At SRC, nobody wanted to relinquish control to an outside group who might misunderstand their Great Game, and its requisite investments in training and huddle time. They trusted themselves and their hard-won business sense more than they trusted anyone else, and they wanted to build a legacy business that could live longer than they would. They also disliked the option of putting cash aside for buyback time; they wanted cash available for growth when they needed it, not tied up in reserves. There had to be an alternative — a way to use the built-in entrepreneurial incentive of the SRC system to keep creating enough wealth to allow them to buy back their shares
Then Mr. Stack found his inspiration — in a story from a Springfield neighbor named Mike Ingram, a fireworks importer who had trekked into the Chinese hinterlands to visit the manufacturer firsthand. Expecting to see a factory, he had emerged over the crest of a hill to see a village spread out before him, with hundreds of little huts. The huts were the factory. If one hut exploded, the others could continue operating. “We too were protecting a village, just like the fireworks manufacturer,” Mr. Stack recalled. “So we broke our village into huts as well.

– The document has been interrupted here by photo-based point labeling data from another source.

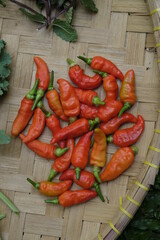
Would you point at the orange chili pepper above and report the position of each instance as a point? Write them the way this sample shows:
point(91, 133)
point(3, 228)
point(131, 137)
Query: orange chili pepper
point(120, 161)
point(127, 92)
point(98, 156)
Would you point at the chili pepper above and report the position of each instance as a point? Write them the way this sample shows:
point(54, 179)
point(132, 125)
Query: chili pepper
point(43, 75)
point(75, 129)
point(24, 113)
point(112, 125)
point(104, 65)
point(128, 136)
point(98, 153)
point(45, 150)
point(62, 163)
point(110, 110)
point(86, 180)
point(69, 99)
point(81, 152)
point(120, 161)
point(54, 100)
point(51, 189)
point(110, 86)
point(77, 76)
point(127, 92)
point(89, 112)
point(70, 198)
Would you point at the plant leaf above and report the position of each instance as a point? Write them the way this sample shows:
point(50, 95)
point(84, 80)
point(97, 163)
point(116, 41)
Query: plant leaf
point(64, 30)
point(90, 5)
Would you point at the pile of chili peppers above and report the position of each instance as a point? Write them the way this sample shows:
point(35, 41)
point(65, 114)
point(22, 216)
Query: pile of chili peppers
point(96, 122)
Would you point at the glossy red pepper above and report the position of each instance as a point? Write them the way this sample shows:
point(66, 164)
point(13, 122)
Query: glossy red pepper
point(128, 136)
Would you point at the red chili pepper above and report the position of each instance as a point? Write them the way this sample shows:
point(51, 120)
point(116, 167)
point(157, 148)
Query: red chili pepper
point(43, 75)
point(86, 180)
point(70, 198)
point(127, 92)
point(120, 161)
point(104, 65)
point(110, 110)
point(75, 129)
point(82, 80)
point(81, 152)
point(25, 112)
point(62, 163)
point(44, 150)
point(128, 136)
point(112, 125)
point(51, 189)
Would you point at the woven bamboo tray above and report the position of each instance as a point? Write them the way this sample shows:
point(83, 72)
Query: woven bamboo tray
point(123, 32)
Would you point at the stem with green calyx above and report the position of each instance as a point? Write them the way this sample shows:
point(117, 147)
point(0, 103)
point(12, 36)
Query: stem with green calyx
point(86, 60)
point(52, 174)
point(31, 94)
point(126, 106)
point(35, 184)
point(96, 171)
point(96, 186)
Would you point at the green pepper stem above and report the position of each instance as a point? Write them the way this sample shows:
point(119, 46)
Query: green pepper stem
point(96, 186)
point(86, 60)
point(35, 185)
point(32, 92)
point(126, 106)
point(52, 174)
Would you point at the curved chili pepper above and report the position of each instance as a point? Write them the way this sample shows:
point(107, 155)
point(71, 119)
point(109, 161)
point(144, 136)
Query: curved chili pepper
point(86, 180)
point(112, 125)
point(51, 189)
point(43, 75)
point(75, 129)
point(54, 100)
point(70, 198)
point(62, 163)
point(69, 99)
point(110, 86)
point(82, 80)
point(25, 111)
point(128, 136)
point(104, 65)
point(127, 92)
point(88, 97)
point(45, 150)
point(98, 156)
point(81, 152)
point(110, 110)
point(120, 161)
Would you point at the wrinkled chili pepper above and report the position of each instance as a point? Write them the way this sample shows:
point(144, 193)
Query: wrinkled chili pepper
point(127, 92)
point(45, 150)
point(62, 163)
point(86, 180)
point(112, 125)
point(98, 156)
point(70, 198)
point(25, 111)
point(54, 100)
point(110, 110)
point(75, 129)
point(104, 65)
point(51, 189)
point(120, 161)
point(128, 136)
point(81, 152)
point(43, 75)
point(77, 76)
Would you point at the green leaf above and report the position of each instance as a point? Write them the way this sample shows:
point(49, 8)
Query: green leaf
point(4, 139)
point(90, 5)
point(64, 30)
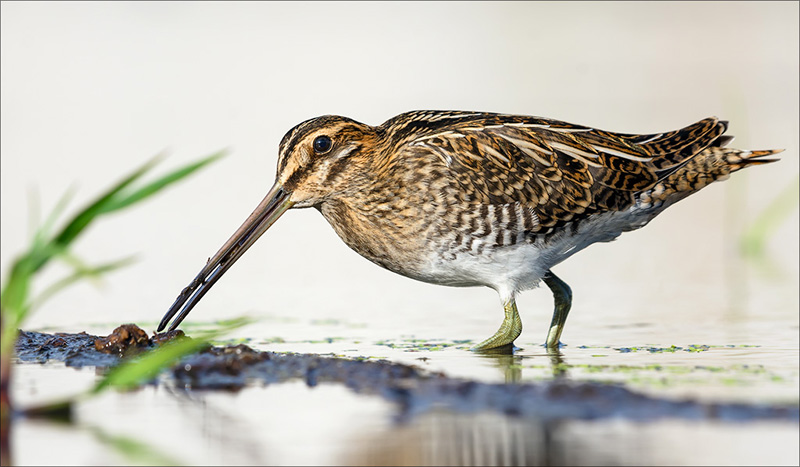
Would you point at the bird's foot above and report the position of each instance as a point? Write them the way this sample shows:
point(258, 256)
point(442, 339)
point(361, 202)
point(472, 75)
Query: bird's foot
point(509, 330)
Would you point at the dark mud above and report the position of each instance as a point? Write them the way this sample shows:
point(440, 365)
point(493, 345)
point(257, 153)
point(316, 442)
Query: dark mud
point(413, 390)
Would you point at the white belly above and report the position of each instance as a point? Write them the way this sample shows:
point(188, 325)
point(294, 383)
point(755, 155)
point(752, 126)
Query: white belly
point(514, 268)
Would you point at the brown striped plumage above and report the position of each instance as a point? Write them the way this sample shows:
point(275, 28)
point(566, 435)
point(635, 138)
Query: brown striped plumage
point(469, 198)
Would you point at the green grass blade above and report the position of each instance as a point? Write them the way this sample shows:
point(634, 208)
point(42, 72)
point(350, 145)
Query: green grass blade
point(88, 214)
point(132, 373)
point(44, 231)
point(81, 272)
point(157, 185)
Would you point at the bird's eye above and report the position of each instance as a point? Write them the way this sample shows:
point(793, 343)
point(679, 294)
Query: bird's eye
point(322, 144)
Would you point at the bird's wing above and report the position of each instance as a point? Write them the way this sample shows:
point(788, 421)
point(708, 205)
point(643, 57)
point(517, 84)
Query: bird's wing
point(558, 169)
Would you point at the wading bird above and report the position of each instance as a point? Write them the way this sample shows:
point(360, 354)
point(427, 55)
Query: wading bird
point(473, 198)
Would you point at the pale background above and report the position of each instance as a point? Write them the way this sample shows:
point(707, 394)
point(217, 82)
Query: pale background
point(92, 90)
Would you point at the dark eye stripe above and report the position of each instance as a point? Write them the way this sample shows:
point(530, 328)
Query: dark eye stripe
point(322, 144)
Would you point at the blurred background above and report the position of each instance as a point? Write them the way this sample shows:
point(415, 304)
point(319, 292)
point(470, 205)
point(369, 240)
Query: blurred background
point(92, 90)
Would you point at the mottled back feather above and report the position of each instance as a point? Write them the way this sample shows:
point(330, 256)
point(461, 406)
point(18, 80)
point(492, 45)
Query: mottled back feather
point(561, 170)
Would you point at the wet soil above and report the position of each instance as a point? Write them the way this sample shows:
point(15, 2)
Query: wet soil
point(413, 390)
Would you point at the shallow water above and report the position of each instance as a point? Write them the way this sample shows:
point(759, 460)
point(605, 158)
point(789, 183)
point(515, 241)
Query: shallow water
point(294, 423)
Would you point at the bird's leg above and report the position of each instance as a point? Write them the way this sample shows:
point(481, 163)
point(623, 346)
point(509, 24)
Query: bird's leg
point(562, 296)
point(509, 330)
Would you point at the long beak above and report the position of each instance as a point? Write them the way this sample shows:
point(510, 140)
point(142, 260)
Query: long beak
point(268, 211)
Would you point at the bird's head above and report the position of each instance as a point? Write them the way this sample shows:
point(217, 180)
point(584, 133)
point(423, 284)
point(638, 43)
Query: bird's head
point(319, 159)
point(322, 158)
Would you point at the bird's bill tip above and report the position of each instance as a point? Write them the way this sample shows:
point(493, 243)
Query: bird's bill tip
point(275, 203)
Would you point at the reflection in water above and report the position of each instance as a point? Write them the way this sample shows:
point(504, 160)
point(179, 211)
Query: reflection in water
point(445, 438)
point(510, 363)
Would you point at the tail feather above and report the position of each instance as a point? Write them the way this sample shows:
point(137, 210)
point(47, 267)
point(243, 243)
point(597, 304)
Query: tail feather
point(710, 165)
point(738, 160)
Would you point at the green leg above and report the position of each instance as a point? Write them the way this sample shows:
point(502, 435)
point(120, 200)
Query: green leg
point(562, 295)
point(509, 330)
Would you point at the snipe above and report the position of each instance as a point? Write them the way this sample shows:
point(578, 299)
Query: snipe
point(472, 198)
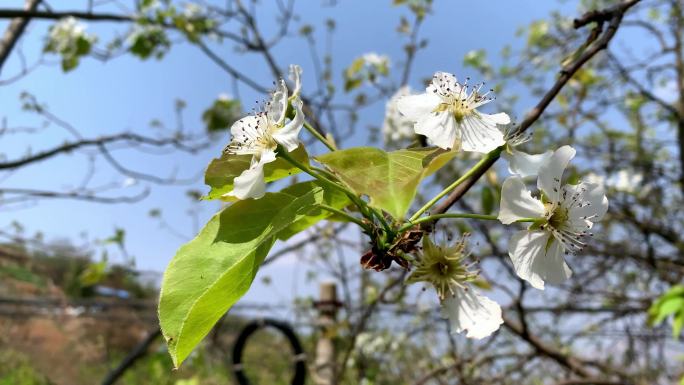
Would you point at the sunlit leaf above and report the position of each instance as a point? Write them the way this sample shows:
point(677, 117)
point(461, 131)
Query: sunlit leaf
point(211, 272)
point(390, 179)
point(331, 197)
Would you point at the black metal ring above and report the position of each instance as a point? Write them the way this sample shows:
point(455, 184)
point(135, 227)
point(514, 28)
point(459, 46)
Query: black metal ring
point(288, 332)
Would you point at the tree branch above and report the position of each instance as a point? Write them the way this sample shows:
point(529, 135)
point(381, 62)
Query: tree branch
point(15, 30)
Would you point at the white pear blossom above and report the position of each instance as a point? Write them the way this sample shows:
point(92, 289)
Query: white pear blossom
point(447, 114)
point(65, 34)
point(564, 215)
point(396, 128)
point(466, 309)
point(259, 135)
point(521, 163)
point(374, 59)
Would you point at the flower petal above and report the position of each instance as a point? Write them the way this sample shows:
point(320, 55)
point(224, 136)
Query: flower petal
point(517, 202)
point(439, 127)
point(469, 310)
point(295, 77)
point(288, 136)
point(551, 172)
point(416, 106)
point(444, 84)
point(537, 258)
point(524, 164)
point(552, 267)
point(277, 107)
point(250, 184)
point(479, 133)
point(594, 203)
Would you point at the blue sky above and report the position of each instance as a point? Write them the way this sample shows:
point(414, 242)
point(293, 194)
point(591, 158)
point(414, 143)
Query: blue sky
point(126, 94)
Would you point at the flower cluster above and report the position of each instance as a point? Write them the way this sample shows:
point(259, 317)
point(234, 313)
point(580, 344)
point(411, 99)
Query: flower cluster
point(69, 39)
point(561, 215)
point(259, 135)
point(446, 269)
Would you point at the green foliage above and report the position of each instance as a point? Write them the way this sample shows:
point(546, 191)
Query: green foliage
point(210, 273)
point(669, 304)
point(478, 59)
point(331, 197)
point(390, 179)
point(148, 41)
point(367, 68)
point(222, 114)
point(21, 273)
point(222, 171)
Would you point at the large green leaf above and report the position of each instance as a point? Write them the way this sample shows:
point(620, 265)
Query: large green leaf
point(390, 179)
point(211, 272)
point(221, 172)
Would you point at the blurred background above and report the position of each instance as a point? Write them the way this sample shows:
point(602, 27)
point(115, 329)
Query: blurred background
point(111, 109)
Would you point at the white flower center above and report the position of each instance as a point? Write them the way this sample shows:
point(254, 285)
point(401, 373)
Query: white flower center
point(459, 99)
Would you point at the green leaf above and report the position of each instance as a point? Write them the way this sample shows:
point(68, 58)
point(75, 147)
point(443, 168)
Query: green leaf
point(221, 172)
point(390, 179)
point(211, 272)
point(331, 197)
point(487, 200)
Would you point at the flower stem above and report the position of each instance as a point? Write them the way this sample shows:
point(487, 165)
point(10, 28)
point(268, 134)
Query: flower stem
point(446, 215)
point(320, 137)
point(463, 178)
point(346, 216)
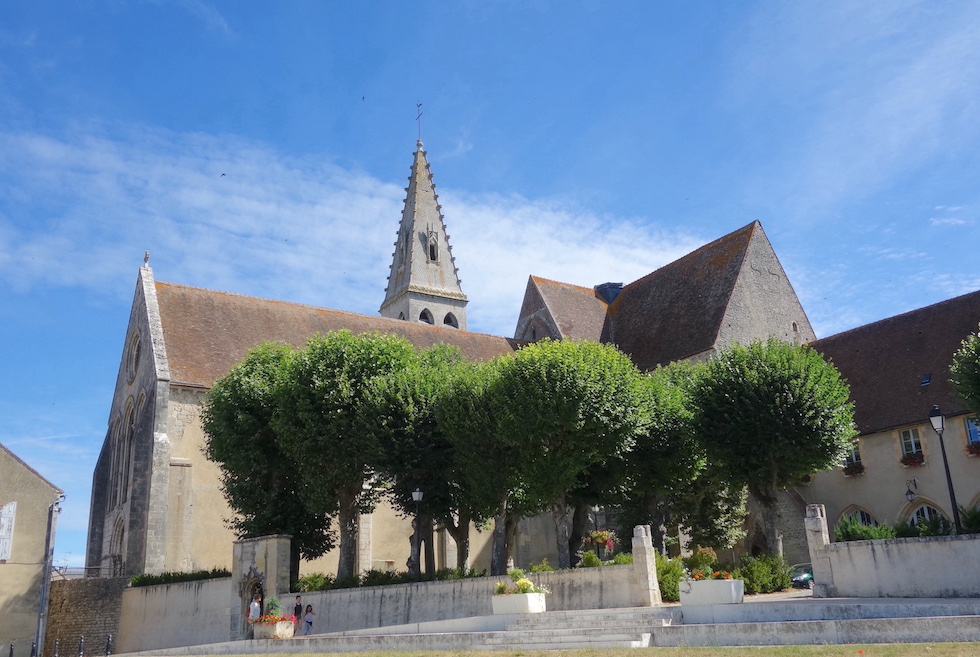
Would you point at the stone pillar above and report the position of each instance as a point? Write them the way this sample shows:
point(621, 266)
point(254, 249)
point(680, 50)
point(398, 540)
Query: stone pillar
point(644, 586)
point(262, 561)
point(818, 540)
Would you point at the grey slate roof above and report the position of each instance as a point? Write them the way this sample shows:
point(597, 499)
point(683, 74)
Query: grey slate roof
point(886, 362)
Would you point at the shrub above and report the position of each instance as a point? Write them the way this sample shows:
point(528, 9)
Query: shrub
point(314, 582)
point(851, 529)
point(170, 578)
point(970, 519)
point(623, 559)
point(670, 572)
point(704, 559)
point(543, 567)
point(765, 574)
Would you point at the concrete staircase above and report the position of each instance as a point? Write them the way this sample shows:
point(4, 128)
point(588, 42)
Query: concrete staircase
point(591, 629)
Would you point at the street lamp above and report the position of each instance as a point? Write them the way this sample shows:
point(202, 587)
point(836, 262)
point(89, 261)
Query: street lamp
point(939, 425)
point(417, 498)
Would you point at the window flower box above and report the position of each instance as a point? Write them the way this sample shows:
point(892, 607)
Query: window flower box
point(278, 630)
point(712, 591)
point(913, 459)
point(518, 603)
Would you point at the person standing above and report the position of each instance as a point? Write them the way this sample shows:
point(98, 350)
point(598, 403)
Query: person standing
point(308, 621)
point(298, 613)
point(254, 613)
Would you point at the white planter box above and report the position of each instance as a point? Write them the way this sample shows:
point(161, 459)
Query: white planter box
point(518, 603)
point(280, 630)
point(712, 591)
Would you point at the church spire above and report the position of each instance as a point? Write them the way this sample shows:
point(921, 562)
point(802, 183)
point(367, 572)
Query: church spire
point(424, 285)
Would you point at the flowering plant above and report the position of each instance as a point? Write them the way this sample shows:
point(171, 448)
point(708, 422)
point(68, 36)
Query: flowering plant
point(602, 538)
point(273, 614)
point(913, 459)
point(521, 585)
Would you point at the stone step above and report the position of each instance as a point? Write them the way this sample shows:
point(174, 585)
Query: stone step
point(511, 640)
point(637, 624)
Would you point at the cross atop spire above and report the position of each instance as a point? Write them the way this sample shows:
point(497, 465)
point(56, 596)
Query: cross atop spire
point(424, 285)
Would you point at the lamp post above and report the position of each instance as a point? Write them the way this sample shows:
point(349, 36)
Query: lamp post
point(417, 498)
point(939, 425)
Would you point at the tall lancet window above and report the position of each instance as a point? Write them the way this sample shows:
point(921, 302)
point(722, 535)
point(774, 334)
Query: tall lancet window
point(433, 246)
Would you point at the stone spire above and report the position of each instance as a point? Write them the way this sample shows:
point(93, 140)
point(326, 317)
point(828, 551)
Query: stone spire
point(424, 284)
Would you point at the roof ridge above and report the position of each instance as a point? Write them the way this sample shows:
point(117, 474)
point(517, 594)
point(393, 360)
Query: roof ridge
point(907, 313)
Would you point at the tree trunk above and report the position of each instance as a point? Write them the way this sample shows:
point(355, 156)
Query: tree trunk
point(769, 508)
point(658, 524)
point(294, 557)
point(513, 524)
point(460, 531)
point(559, 511)
point(414, 558)
point(430, 548)
point(347, 521)
point(580, 525)
point(498, 551)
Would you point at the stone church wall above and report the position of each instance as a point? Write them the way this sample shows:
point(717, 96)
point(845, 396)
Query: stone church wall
point(89, 608)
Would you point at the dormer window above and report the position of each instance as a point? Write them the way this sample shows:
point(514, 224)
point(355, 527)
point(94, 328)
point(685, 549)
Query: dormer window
point(433, 246)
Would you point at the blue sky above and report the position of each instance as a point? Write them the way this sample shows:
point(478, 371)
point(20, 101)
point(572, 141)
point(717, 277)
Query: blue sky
point(582, 141)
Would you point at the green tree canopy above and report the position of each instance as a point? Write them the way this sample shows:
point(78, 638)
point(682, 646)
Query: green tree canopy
point(965, 372)
point(333, 445)
point(771, 414)
point(564, 407)
point(260, 481)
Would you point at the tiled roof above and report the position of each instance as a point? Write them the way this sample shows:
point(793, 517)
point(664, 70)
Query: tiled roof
point(676, 311)
point(579, 313)
point(887, 362)
point(207, 333)
point(30, 469)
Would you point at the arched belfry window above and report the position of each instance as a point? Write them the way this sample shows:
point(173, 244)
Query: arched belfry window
point(433, 246)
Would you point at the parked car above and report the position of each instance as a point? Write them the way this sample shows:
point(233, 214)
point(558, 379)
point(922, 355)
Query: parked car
point(802, 574)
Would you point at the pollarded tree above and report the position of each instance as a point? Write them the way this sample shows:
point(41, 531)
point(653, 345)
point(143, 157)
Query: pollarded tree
point(965, 371)
point(490, 468)
point(565, 407)
point(415, 450)
point(771, 414)
point(670, 481)
point(319, 424)
point(259, 480)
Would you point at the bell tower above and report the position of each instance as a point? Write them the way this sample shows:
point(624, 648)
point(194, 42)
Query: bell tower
point(424, 285)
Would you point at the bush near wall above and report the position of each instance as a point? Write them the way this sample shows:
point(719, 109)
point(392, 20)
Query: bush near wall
point(171, 578)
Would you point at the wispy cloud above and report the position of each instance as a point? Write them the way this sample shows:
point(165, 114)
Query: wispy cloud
point(278, 227)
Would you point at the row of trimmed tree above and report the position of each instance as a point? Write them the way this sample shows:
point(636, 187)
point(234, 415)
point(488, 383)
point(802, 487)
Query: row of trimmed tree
point(309, 438)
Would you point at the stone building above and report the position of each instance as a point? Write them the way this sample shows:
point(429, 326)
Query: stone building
point(898, 369)
point(28, 516)
point(156, 501)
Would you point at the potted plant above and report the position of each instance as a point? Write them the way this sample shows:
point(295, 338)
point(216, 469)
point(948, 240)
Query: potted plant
point(913, 459)
point(273, 624)
point(523, 597)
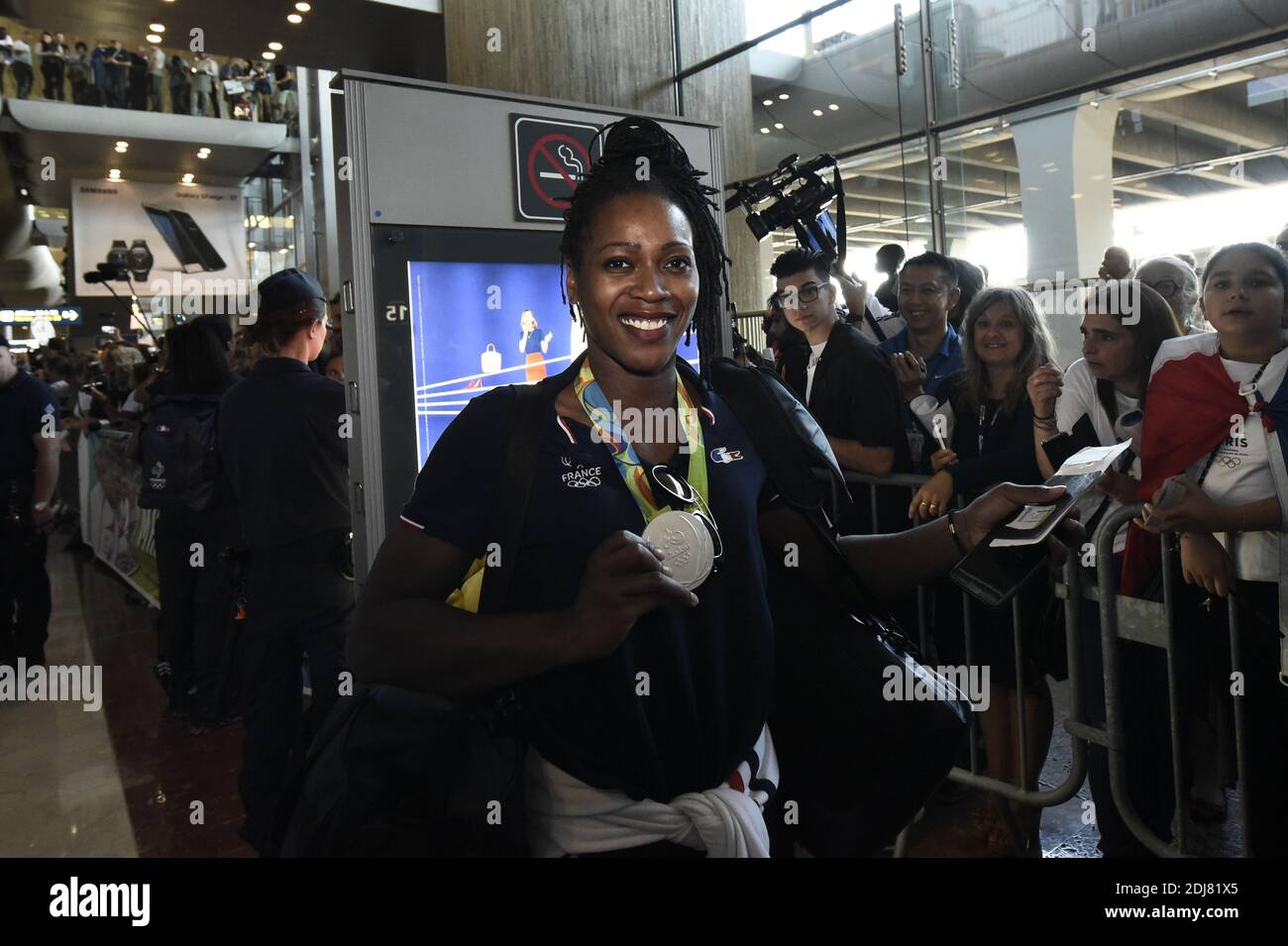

The first “hut” that SRC spun off, a marketing organization, failed rapidly. But in 1986, the second new company took root. It was called Engines Plus Inc., and it remanufactured junked oil coolers, a critically important part for rebuilt engines. SRC’s own engineers had never quite figured out how to build them, so Mr. Stack figured he could create his own supplier. If SRC needed cash suddenly to buy out shareholders, it could sell this expendable subsidiary and keep the main company solvent for a while longer.
They invested only $6,000 and underwrote a $54,000 loan, thus starting Engines Plus with a 9:1 debt-to-equity ratio (not quite like the government of Poland, but still harsh). Thus, if the new company succeeded, its share price would rise dramatically, too. And in fact, Engines Plus went from $286,000 in annual revenues to $7 million within a few years. It’s now worth more than 250 times the original investment.
Engines Plus was the first of the SRC affiliates; the number of companies has grown at an accelerating pace ever since. The original purpose was more than fulfilled; cash generated from the affiliates has enabled SRC to buy back the shares of retiring employee-shareholders without having to sell any of them (at least so far). Since the various companies can share resources (like a collective health care fund that replaces health insurance), their overhead is also lowered.
Of course, it’s not quite so simple. Over the years, SRC has evolved a variety of strategies to keep the plan from running away with itself and endangering either the employee-shareholders or the company. For instance, there’s a provision that stock sales will be paid out over 10 years. SRC funds an extensive 401(k) retirement plan in addition to the stock, so that if all the SRC companies tank together, retirees will still be protected. (“We hope that each employee will put away 10 percent of his income in 401(k)s each year,” Mr. Stack says.)
The company maintains investments in fixed assets, like real estate, that can be sold off in a hurry if need be. And in good times, like last year, the company buys back its stock from the ESOPs ($12 million in the last repurchase) so that the ultimate liability goes down. “If we had a retirement crunch, we’d have to scramble, but we’d have weapons to scramble with,” says Mr. Stack. He is also considering taking one company public, just to see if there is a way to do it and keep the basic principles intact.